From: Jerry Levy (Gerald_A_Levy@MSN.COM)
Date: Sat Mar 04 2006 - 09:12:32 EST
Hi Mike L and everyone else,
I asked, "Is the concept of a falling rate of profit a subject for
science fiction? and Mike replied with a question of his own
"Yes, what else?".
To which I will reply (initially) with another question:
_not contemporary capitalism then_?
*Expanded question with commentary*:
Is there an empirical 'test' with which we can determine
whether narratives concerning a decline in the general
rate of profit are science fiction or not? I.e. how can
particular narratives concerning a falling rate of profit be
verified or falsified empirically? (Or can they be? If there
are no criteria be which a theorem can be verified or
falsified, what does that tell us about the theorem?). Note
here the importance of making an empirical connection
(or, expressing it differently, a narrative of contemporary
capitalism which corresponds to its history) since if one
were _only_ (read: merely) able to establish a theorem as a
logically consistent proposition, then the theorem would not
necessarily have any relation whatsoever to the real social
subject -- capitalism. Instead, a logically consistent theorem
disconnected from real world capitalism could be said to be
the stuff of science fiction!
To continue: we all know Marxists who have for many
years (indeed, in some cases, decades) been predicting
another capitalist crisis _and_ asserting that the "underlying
cause" of that crisis will be the law of the tendency for the
general rate of profit to decline. Indeed, I am on a yahoo
group (whose name and moderator I won't mention) whose
members mostly predict an immanent financial and economic
meltdown. This group has been in existence for about 5
years and the predicted catastrophe hasn't happened yet.

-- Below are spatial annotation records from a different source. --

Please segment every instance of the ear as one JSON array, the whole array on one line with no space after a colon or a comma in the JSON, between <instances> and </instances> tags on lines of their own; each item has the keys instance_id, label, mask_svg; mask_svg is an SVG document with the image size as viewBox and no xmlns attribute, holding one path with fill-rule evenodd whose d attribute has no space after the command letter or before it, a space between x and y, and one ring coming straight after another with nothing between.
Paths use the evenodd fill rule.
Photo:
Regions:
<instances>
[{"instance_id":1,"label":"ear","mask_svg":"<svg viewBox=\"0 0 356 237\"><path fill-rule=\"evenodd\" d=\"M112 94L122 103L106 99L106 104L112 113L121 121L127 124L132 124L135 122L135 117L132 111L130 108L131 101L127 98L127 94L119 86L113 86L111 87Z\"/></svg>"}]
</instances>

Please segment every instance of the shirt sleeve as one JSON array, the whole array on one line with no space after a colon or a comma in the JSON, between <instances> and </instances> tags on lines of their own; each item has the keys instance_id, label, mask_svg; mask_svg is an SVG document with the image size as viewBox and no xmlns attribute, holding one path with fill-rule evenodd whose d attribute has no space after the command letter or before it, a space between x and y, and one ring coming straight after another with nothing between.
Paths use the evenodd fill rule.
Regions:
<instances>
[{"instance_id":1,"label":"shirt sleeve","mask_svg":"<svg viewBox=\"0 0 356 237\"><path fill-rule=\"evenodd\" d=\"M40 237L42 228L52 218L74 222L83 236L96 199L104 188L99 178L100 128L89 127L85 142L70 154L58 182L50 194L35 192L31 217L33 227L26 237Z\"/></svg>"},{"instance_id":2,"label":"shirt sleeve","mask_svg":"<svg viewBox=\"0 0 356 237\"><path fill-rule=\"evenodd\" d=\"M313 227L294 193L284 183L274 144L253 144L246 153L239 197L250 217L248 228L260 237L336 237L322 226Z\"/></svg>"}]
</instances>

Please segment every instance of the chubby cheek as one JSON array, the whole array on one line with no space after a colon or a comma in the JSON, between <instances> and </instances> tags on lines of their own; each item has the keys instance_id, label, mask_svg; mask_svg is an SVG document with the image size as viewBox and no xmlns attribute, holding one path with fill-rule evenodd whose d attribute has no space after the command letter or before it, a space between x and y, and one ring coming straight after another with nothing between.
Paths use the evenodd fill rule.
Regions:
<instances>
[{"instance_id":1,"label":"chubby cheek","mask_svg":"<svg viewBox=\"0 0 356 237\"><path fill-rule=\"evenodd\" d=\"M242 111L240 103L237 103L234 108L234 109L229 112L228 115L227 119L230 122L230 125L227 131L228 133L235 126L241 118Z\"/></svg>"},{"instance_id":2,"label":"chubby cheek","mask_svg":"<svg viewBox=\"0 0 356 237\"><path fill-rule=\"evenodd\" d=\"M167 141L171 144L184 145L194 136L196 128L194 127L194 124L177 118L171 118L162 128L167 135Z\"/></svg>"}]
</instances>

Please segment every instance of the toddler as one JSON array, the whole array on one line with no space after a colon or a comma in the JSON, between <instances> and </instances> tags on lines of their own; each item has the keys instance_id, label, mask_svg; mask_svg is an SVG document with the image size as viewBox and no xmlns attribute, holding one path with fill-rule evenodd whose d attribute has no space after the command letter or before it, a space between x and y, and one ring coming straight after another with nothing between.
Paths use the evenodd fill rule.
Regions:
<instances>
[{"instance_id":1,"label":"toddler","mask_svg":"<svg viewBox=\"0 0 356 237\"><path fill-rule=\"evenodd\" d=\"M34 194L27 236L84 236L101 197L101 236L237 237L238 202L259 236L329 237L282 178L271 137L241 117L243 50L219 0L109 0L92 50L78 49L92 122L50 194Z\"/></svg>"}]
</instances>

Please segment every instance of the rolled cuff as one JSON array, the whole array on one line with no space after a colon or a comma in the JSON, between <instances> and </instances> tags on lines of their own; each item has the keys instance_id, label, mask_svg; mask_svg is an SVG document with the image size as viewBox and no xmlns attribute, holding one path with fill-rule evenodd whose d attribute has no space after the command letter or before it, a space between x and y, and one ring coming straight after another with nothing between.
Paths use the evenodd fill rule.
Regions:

This raises several additional questions:
o is there a point in time when if no financial and economic
collapse happens as predicted that one says that there is
something wrong with the underlying analysis? (and, again,
if one can't develop a test for falsifiability, then how do we
know that it isn't just a form of science fiction? ... remembering,
of course, that science fiction is generally rooted at least in an
indirect way to contemporary understandings of science).
o suppose that a crisis happens as predicted and there is a
decline in profitability. Can it be established (rather
than merely asserted) that the crisis is a manifestation of
the tendency for the general rate of profit to decline? How
is it possible to identify this cause as the "underlying cause"
for an individual (but general) crisis _rather than_ other
possible causes (e.g. disproportionality, underconsumption,
labor power shortage, conjuncturally specific cause, etc.)?
o can it be established _empirically_ that the law of the tendency
for the general rate of profit to decline is the "underlying
cause" of a crisis rather than a merely formal, abstract possibility
for the cause of crisis?
o recalling that there are multiple "counteracting factors" to the
"law", doesn't one have to account for these factors in an
empirical analysis of crisis? Is this possible econometrically
without making heroic assumptions about the importance of
the factors themselves? Are there "too many unknowns"?
Therefore, whether there is or is not a crisis, how can it be determined
that the cause of the crisis or failure to experience a crisis is
related in any verifiable or falsifiable way to the TRPF? If this
question isn't answered, how do we know whether the Story of
the Falling Rate of Profit isn't a revolutionary fairy tale, 19th Century
urban legend, or early work of science fiction?